There isn’t a lot of room for Pākehā like me in the TOW if we’re talking a negotiation between the Crown and Māori. Obviously the Crown represents me, and the Crown’s actions have privileged me and my family. I believe that a big part of decolonization is linking your own history to the breaches of the TOW – tracking your personal connection to a process in which Aotearoa starts off as Māori land and ends up as New Zealand, a quarter-acre paradise for Pākehā. Overall, I have been struck by the lack of Pākehā actors in this conference. There are Māori, and there is the government. Māori initiated the challenge that disrupted settler indigeneity in the 1970s and 1980s, but some Pākehā have also, in different ways, lived a history of taking the TOW seriously, wrestling with its implications privately and publicly.
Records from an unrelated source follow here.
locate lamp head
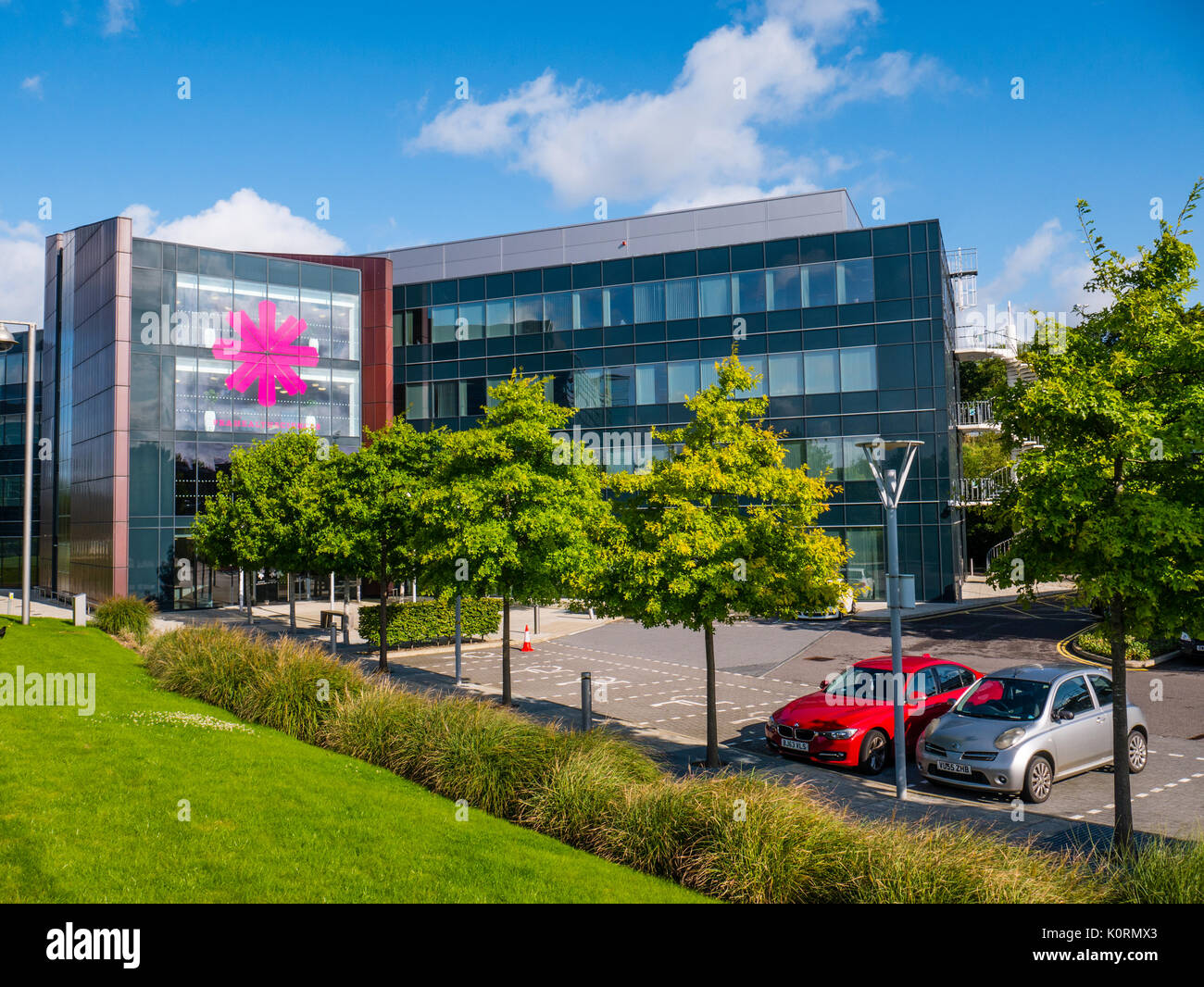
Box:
[858,438,923,509]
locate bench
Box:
[321,610,346,631]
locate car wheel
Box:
[858,730,888,774]
[1129,730,1147,774]
[1022,754,1054,804]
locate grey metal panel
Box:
[443,236,501,262]
[376,189,861,284]
[565,219,629,248]
[502,247,565,271]
[695,202,765,230]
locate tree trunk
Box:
[502,596,513,706]
[1108,593,1133,856]
[702,623,721,768]
[377,545,389,671]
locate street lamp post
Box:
[858,440,923,802]
[0,321,37,623]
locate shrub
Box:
[145,626,1185,904]
[92,596,156,643]
[360,597,502,646]
[1105,833,1204,906]
[233,638,364,743]
[1074,625,1179,662]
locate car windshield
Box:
[823,666,895,702]
[952,678,1050,719]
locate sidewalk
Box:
[154,599,611,658]
[851,577,1075,621]
[0,586,72,620]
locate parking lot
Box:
[368,601,1204,837]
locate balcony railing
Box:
[958,466,1016,505]
[955,401,999,429]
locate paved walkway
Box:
[153,599,609,659]
[854,577,1074,621]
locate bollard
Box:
[455,593,464,685]
[582,671,594,731]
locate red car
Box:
[765,655,983,774]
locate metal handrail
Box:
[959,465,1016,503]
[955,400,999,426]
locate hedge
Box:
[360,596,502,647]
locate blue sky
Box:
[0,0,1204,319]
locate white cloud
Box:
[101,0,135,35]
[121,189,346,254]
[0,221,45,324]
[409,0,940,207]
[976,218,1111,325]
[979,218,1072,305]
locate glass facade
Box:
[129,240,361,609]
[394,220,962,599]
[0,324,43,584]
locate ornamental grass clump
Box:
[144,626,1185,904]
[92,596,156,644]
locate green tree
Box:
[991,180,1204,852]
[593,353,851,768]
[322,418,445,671]
[958,358,1008,401]
[193,431,341,626]
[422,372,608,706]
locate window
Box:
[606,368,635,408]
[803,349,840,394]
[807,438,844,481]
[431,381,460,418]
[514,295,544,334]
[935,665,974,693]
[1054,675,1096,717]
[406,384,431,421]
[573,369,606,408]
[698,274,732,319]
[843,436,880,482]
[669,360,698,404]
[765,268,802,312]
[485,298,514,337]
[633,281,665,322]
[573,288,602,329]
[734,356,768,398]
[1087,675,1112,709]
[431,305,457,344]
[544,292,575,332]
[770,353,803,397]
[635,364,670,405]
[458,302,485,340]
[840,346,878,392]
[835,257,874,305]
[874,254,911,301]
[602,284,635,326]
[732,271,766,314]
[665,278,698,320]
[799,264,835,308]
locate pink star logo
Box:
[213,301,318,408]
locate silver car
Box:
[915,665,1148,802]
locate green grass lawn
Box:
[0,618,703,902]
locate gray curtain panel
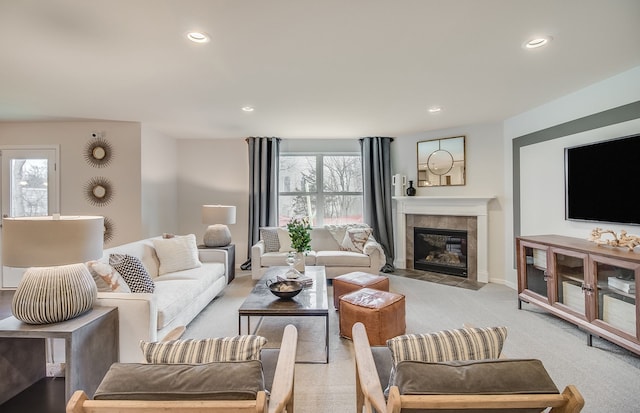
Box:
[240,137,280,270]
[360,137,395,272]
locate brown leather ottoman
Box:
[333,271,389,310]
[340,288,406,346]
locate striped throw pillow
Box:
[140,335,267,364]
[387,327,507,365]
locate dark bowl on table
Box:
[267,280,302,300]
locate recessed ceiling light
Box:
[187,32,211,43]
[523,36,552,49]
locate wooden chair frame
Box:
[66,325,298,413]
[352,323,584,413]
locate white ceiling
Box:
[0,0,640,138]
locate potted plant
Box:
[287,217,311,272]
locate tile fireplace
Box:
[393,196,493,283]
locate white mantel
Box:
[393,196,495,283]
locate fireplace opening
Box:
[413,227,467,278]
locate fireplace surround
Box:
[393,196,494,283]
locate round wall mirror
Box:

I don’t think Pākehā can expect a pat on the head and a gold star for our contribution. There’s no A for effort here. But we need to find a way to challenge the idea that the TOW is a Māori issue, or the idea that biculturalism, its flawed and fascinating fruit, is a Māori problem. All the cultural institutions I’ve ever encountered are filled with Māori staff who run the cultural sensitivity training and who are responsible for articulating what biculturalism means. This just lets Pākehā off the hook. The Treaty on the Ground is going to require Pākehā to step up and shrug off the invisibility cloak of whiteness. As April Bennett said to a question from the audience this morning about Pākehā in all this, kia kaha e hoa mā. Go forth and gather together the resources that already exist, the people who are already committed, and start making a Pākehā conversation happen. As I was told once, around the dinner table, the biggest problem facing Māori is Pākehā. So what are we going to do about that?